On Wednesday, JPMorgan (NYSE:JPM) updated its assessment of Korea Electric Power (NYSE:KEP) Corp (015760:KS) (NYSE: KEP), increasing the price target to KRW23,000 from the previous KRW22,000, while keeping a Neutral rating on the stock. The firm's analysis highlighted the mixed performance of KEPCO's shares, which saw a significant upswing until March 15, outperforming the KOSPI index with a 31% rise compared to the KOSPI's flat movement.
The analyst noted that KEPCO's shares experienced a downturn as the week began, dropping by 10% against the KOSPI's 1% gain. This change in stock performance comes despite expectations of a profit turnaround and support from Korea's "Corporate Value-up" initiatives. The positive outlook is tempered by the anticipation of profits rebounding and the possibility of dividend resumption.
On the other hand, the analyst pointed out several challenges facing KEPCO. The potential for tariff increases seems limited after approximately 50% growth over the past three years, and the recent uptick in oil and LNG prices, coupled with unfavorable foreign exchange rates, adds to the pressure. The company's inability to set prices independently and the ongoing political scrutiny are seen as structural issues.
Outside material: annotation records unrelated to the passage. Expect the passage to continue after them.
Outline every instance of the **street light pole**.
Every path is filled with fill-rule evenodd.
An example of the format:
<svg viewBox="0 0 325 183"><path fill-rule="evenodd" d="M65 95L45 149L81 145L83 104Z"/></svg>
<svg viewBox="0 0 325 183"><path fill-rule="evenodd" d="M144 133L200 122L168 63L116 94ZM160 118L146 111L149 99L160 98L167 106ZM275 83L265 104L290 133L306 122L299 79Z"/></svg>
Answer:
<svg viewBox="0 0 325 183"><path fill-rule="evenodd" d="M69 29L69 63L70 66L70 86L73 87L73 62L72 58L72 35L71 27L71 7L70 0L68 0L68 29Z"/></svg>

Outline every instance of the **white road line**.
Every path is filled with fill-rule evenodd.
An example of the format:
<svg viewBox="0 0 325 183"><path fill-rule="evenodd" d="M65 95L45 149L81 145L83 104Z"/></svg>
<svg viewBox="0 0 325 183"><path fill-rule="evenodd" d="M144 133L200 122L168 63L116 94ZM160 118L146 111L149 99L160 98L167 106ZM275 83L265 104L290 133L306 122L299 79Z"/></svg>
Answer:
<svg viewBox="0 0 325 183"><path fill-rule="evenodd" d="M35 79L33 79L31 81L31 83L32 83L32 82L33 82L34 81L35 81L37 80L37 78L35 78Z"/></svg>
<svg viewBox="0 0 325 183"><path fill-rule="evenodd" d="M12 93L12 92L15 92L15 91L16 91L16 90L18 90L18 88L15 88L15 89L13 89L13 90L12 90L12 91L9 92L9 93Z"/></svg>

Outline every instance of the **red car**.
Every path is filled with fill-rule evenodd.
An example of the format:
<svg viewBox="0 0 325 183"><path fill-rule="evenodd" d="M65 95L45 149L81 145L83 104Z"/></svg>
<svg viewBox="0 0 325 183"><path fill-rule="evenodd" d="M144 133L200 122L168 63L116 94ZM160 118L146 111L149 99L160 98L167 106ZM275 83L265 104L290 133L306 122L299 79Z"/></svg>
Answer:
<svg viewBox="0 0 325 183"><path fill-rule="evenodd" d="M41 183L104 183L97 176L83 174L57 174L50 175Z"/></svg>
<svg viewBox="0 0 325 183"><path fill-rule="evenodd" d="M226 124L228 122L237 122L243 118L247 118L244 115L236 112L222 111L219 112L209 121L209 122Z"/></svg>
KEPCO's financial situation is also a cause for concern, with past losses and debt accumulation, which reached a net debt of W127 trillion, constraining the company's ability to significantly improve its capital management in the short to medium term. Although the analyst expects a profit turnaround, they believe the market's first-quarter operating profit expectations of W2.2 trillion are overly optimistic, predicting a more conservative W1.2 trillion.
The report concludes that while the downside may be limited with an anticipated profit turnaround, KEPCO does not fit the profile of a "Corporate Value-up" stock due to its weak balance sheet and limited potential for increased shareholder returns. The new price target of KRW23,000 is set for March 25.